With the rotational movement of this pump wheel, the circulating liquid is sucked into the opening 5, 4 567 / s of the main plate 2, whereby the maximum velocity of the liquid is generated in the venturi-like suction pipe, i.e. at the point where the gas inlets 6 are arranged in the pole part 4. The sucked gas thus enters the hollow shaft 1 7 and flows through the intermediate openings 8 and the gas inlets 6 ·

Fig. 2 shows a similar embodiment of the pump, in which the distance 9 between the side walls 2 and 3 of the pump can also be changed, and this change is to increase and decrease the total flow rate. At the same time, by adjusting the entire pump unit 2,3, which takes place by moving the hub part 4 on the shaft 1 with the screws 10 open, the distance 11, i.e. a flow opening in the venturi-like inflow tube. The flow rate, suction head and gas volume can thus be varied.

In order to better disperse the gas into the liquid, the outer circumference, i.e. the outlet of the pump wheel is provided in a known manner with a tube with openings, a baffle plate, etc., which have the function of reducing gas bubbles at the outlet of the pump.

The described devices can be mounted as a single or multiple implementation on a horizontal hollow shaft in a horizontal reaction boiler. Such structures have the advantage that relatively low suction heights are sufficient for proper aeration of large production volumes. On the other hand, such pumps can be installed as separate devices with a drive motor in reactors lying and standing on different sides.

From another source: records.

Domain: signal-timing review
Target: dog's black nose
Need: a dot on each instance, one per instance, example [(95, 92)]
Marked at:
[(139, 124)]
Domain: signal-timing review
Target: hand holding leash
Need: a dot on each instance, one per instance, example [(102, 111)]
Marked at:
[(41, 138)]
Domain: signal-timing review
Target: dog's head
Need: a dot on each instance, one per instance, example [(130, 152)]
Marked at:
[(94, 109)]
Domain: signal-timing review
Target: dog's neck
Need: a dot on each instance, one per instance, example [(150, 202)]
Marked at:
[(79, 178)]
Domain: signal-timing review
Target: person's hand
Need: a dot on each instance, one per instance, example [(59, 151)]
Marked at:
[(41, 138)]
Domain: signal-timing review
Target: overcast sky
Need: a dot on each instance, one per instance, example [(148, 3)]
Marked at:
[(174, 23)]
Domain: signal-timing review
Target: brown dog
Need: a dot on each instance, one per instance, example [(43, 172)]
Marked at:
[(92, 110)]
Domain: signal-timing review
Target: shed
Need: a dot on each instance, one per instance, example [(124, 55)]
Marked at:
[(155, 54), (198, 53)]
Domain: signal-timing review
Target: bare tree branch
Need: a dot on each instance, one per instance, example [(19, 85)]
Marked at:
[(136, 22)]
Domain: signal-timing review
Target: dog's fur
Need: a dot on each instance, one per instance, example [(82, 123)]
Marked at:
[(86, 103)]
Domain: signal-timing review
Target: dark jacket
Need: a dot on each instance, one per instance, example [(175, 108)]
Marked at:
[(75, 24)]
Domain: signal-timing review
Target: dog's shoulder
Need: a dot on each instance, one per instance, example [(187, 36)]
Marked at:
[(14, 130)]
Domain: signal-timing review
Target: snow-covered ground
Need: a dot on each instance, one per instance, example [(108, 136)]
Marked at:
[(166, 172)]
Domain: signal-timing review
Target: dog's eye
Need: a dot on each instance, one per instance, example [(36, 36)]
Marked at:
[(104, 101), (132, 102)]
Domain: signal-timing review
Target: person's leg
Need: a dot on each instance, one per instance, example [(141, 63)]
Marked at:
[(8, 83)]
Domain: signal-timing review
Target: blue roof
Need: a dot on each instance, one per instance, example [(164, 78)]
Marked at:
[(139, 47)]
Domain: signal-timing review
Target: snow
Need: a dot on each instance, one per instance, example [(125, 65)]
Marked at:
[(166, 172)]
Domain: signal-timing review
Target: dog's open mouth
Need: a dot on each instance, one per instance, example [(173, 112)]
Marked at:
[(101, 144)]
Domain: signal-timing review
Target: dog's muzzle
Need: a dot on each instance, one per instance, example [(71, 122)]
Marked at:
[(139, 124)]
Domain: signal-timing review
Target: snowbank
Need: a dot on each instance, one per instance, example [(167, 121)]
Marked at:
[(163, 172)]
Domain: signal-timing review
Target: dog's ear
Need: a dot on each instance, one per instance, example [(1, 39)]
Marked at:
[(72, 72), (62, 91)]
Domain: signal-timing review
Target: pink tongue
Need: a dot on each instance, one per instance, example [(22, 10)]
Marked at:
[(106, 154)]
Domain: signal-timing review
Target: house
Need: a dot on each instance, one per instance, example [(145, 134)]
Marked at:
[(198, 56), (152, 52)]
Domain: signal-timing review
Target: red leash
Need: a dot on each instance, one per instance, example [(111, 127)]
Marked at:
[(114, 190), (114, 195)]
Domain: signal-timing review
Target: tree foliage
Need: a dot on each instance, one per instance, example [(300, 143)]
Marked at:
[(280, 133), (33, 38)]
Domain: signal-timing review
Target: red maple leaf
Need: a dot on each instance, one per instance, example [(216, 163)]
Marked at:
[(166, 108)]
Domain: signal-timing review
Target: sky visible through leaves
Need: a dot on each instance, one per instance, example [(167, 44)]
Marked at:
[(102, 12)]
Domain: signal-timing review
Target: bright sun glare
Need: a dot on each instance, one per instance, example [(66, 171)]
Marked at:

Figure 3 shows such a gasification pump with a suction pipe 17 projecting into the boiler. If the dispersion in the reaction boiler tends to separate by flotation while transporting the slurry particles to the top surface of the liquid, the liquid (12) can be sucked from the top of the boiler and the gas 13 from outside.

Figure 4 shows a vertical section of a spherical reaction boiler in which a pump wheel is mounted by means of a flange. Air enters the reaction boiler through the suction pipe 13 and leaves it through the mechanical foam separator 18. The devices 19 act as coolers during fermentation.

Claims (3)

5 r - .. b o / / Is A ball user having a gasification device for a base fluid in aerobic, microbiological processes, the device consisting of an axially aspirating, closed centrifugal pump impeller mounted on a hollow shaft through which the incoming gas can be introduced into the impeller through the gas inlet openings, wherein it can be mounted in a tank, or a horizontal reaction boiler with one or more gasification devices for a base fluid mounted on a horizontal hollow shaft in aerobic microbiological processes, consisting of an axially aspirating closed centrifugal pump impeller, or lying or standing reactors with in processes consisting of an axially aspirating closed centrifugal pump impeller, whereby the centrifugal pump, arranged in one unit with the drive motor, can be mounted in series; ktor, characterized in that the impeller inlet for the liquid has a venturi-like constriction (5) with suction openings (6) for the gas to be introduced into the base liquid at the narrowest point. User according to Claim 1, characterized in that the impeller has distance-adjustable side walls (2,3) for adjusting the flow rate. User according to Claim 1 or 2, characterized in that by moving the hub part (4) on the hollow shaft (1) with the screws (10) open, the flow opening of the venturi-like constriction (5) can be changed.